Why Are Predators More Sensitive to Habitat Size than Their Prey? Insights from Bromeliad Insect Food Webs.

TitleWhy Are Predators More Sensitive to Habitat Size than Their Prey? Insights from Bromeliad Insect Food Webs.
Publication TypeJournal Article
Year of Publication2008
AuthorsSrivastava, DS, Trzcinski, MK, Richardson, B, Gilbert, J
JournalThe American Naturalist
Issue172
Pagination761-771
Accession NumberLUQ.991
Keywordsincidence functions, phytotelmata, predation, species-area relationship, trophic rank hypothesis
Abstract

Ecologists have hypothesized that the exponent of species-area power functions (z value) should increase with trophic level. The main explanation for this pattern has been that specialist predators require prior colonization of a patch by their prey, resulting in a compounding of the effects of area up trophic levels. We propose two novel explanations, neither of which assumes trophic coupling between species. First, sampling effects can result in different z values if the abundances of species differ (in mean or evenness) between trophic levels.

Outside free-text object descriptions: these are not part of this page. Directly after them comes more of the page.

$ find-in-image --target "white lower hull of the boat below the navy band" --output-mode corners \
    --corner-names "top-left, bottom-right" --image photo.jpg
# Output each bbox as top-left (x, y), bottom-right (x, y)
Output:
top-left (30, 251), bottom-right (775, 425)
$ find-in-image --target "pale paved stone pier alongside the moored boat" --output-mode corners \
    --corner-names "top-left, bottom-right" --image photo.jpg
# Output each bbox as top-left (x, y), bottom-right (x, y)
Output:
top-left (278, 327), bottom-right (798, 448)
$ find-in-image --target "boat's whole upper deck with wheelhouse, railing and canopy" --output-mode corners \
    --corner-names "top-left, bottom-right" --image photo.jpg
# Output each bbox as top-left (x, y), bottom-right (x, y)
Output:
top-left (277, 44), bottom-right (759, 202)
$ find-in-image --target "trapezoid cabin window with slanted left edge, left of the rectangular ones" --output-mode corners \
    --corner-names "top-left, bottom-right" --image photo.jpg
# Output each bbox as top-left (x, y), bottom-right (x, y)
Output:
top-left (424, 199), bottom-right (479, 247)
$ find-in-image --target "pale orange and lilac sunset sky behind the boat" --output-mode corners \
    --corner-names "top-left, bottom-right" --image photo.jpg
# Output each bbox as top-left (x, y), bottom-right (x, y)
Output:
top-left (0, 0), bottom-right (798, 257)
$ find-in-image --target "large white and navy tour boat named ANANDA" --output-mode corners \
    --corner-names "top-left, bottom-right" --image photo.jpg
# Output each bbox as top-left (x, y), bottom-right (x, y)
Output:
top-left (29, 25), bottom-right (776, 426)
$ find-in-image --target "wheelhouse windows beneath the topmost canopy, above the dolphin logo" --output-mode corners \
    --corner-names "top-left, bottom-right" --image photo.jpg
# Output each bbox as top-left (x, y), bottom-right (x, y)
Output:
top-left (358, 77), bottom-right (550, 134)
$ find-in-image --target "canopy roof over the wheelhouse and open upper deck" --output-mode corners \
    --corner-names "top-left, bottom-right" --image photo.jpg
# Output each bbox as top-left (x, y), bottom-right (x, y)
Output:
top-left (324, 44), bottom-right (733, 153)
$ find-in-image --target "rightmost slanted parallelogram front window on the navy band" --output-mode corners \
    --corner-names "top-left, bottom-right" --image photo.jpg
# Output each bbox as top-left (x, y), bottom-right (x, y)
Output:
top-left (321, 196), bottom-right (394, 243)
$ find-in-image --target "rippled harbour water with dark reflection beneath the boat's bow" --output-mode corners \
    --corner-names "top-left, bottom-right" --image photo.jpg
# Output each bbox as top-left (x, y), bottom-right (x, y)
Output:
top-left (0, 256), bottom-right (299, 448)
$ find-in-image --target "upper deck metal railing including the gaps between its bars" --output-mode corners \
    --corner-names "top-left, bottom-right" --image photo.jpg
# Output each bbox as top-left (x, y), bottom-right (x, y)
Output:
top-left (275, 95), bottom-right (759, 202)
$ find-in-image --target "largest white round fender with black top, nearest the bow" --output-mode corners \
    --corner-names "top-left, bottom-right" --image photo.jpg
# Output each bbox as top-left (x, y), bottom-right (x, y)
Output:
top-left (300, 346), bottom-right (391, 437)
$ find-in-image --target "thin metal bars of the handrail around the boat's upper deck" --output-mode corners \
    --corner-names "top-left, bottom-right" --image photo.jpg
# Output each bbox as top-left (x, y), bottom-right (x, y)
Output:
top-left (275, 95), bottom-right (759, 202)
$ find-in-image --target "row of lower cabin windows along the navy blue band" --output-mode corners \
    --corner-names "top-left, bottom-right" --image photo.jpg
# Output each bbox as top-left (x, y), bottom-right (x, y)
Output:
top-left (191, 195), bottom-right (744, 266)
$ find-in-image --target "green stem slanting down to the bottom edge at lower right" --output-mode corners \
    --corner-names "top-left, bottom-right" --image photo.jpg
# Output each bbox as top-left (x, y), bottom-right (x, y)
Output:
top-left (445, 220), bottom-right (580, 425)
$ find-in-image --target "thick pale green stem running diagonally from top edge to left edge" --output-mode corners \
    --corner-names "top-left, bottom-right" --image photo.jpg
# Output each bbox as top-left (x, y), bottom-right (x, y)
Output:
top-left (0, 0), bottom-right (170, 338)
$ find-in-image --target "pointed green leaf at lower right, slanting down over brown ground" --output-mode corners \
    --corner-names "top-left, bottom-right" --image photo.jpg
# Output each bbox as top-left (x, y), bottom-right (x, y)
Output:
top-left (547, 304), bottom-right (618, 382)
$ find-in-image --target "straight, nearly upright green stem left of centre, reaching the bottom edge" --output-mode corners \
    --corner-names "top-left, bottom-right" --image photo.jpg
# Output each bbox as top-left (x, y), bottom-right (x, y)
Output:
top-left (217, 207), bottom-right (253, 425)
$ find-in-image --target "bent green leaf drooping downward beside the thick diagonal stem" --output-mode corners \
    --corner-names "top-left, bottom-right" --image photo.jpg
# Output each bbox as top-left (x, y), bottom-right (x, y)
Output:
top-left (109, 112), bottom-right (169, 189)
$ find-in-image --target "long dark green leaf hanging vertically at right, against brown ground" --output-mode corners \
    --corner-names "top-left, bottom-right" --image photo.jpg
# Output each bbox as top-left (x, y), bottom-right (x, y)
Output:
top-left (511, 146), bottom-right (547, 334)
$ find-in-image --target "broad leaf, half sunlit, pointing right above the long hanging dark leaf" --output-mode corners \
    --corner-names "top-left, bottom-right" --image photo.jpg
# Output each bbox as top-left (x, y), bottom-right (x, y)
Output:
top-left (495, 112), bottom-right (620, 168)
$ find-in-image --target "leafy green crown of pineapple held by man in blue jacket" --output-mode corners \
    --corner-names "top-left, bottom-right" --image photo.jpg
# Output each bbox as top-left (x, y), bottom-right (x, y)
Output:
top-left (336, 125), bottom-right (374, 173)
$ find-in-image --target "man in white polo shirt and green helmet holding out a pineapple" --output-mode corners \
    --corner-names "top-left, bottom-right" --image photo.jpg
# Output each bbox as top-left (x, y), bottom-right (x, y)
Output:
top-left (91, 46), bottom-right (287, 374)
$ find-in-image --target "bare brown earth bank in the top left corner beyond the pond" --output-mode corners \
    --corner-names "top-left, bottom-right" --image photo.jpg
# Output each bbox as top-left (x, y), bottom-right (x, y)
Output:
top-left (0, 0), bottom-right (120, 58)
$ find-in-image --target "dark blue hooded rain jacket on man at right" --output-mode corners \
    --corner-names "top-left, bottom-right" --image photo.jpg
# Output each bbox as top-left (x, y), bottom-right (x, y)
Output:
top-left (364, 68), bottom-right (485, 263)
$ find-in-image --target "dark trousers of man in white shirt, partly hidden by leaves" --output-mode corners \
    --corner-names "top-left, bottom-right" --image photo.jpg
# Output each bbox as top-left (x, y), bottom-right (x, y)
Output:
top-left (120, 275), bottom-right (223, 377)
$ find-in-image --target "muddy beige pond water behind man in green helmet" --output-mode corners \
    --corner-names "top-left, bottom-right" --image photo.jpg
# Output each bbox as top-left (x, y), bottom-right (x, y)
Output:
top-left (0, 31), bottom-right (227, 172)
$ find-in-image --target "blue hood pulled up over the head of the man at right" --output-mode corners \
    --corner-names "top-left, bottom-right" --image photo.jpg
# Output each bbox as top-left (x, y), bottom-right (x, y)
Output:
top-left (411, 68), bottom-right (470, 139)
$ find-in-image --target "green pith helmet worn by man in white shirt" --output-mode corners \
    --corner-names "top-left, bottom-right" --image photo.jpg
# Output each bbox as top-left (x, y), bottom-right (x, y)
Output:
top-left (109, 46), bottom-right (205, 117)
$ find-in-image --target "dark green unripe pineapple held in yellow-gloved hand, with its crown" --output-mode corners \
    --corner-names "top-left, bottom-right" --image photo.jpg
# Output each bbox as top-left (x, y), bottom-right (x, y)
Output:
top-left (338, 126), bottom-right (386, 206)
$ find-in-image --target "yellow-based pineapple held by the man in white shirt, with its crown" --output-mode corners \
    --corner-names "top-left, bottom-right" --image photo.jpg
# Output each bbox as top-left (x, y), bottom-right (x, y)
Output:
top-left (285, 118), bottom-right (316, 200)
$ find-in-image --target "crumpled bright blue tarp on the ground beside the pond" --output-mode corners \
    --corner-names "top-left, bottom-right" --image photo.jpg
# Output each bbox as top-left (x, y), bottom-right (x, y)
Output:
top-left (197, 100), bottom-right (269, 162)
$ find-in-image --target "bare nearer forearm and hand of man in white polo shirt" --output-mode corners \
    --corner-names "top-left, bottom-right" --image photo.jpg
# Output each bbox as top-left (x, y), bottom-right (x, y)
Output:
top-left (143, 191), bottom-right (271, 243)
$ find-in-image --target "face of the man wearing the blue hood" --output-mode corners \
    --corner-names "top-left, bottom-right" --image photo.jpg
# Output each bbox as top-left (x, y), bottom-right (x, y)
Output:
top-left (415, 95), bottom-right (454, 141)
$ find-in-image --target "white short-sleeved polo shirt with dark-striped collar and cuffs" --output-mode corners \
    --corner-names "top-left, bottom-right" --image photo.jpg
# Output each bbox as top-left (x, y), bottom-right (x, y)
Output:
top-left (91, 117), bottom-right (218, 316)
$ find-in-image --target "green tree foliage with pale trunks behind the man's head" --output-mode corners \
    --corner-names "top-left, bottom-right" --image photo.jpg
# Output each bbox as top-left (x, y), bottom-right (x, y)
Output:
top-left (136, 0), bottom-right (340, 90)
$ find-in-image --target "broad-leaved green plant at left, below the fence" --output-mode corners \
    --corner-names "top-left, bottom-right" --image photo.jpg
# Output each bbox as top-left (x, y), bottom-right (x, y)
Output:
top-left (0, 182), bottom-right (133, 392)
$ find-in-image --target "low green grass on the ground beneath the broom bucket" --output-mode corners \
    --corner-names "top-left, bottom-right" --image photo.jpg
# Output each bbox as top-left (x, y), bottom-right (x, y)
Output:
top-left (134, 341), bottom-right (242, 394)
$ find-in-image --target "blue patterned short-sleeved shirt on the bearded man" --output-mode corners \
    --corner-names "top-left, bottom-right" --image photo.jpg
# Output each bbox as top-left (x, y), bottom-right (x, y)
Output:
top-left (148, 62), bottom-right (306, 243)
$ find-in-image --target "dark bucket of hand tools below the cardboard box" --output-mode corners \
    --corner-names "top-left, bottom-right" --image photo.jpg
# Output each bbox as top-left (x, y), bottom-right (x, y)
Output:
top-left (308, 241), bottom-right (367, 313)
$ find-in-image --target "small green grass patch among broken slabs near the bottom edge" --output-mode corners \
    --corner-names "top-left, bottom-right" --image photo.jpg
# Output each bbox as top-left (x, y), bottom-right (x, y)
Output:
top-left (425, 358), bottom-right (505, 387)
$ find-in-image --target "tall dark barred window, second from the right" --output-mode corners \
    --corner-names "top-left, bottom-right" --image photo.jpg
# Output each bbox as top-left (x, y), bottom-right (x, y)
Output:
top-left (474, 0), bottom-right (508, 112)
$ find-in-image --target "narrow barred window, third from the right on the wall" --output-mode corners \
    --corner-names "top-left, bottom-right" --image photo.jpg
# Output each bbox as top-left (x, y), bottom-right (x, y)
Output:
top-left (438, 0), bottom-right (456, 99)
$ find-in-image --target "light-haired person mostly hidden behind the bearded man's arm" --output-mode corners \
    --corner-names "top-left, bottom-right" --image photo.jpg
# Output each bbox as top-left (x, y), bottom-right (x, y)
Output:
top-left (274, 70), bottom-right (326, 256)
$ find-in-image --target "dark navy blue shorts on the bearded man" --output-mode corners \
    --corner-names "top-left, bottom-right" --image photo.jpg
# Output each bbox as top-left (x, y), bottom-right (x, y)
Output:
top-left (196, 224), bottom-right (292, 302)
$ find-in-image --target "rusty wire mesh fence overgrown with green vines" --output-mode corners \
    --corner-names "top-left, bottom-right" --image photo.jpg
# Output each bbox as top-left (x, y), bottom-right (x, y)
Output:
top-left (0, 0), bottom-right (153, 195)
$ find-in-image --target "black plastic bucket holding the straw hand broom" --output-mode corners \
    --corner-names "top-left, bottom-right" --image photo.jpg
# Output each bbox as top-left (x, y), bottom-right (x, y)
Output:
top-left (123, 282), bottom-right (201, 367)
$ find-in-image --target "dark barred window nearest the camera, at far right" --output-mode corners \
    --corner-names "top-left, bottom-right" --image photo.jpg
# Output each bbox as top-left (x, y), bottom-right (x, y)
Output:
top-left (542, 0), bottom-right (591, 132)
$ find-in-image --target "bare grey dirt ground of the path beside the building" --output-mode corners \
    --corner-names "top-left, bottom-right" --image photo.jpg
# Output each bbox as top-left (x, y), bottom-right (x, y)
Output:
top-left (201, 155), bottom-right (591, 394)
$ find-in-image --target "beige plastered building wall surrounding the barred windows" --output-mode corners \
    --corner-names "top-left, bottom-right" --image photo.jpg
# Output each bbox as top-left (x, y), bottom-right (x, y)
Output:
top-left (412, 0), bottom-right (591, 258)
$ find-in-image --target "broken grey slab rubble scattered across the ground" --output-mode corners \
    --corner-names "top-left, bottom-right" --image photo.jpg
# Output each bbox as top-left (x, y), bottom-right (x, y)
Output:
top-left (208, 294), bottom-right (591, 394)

Second, when body size increases between trophic levels, effects of body size on z values may appear as differences between trophic levels. We test these alternative explanations using invertebrate food webs in 280 bromeliads from three countries. The z value of predators was higher than that of prey. Much of the difference in z values could be explained by sampling effects but not by body size effects. When damselflies occurred in the species pool, predator z values were even higher than predicted, as damselflies avoid small, drought-prone bromeliads. In one habitat, dwarf forests, detrital biomass became decoupled from bromeliad size, which also caused large trophic differences in z values. We argue that there are often simpler explanations than trophic coupling to explain differences in z values between trophic levels.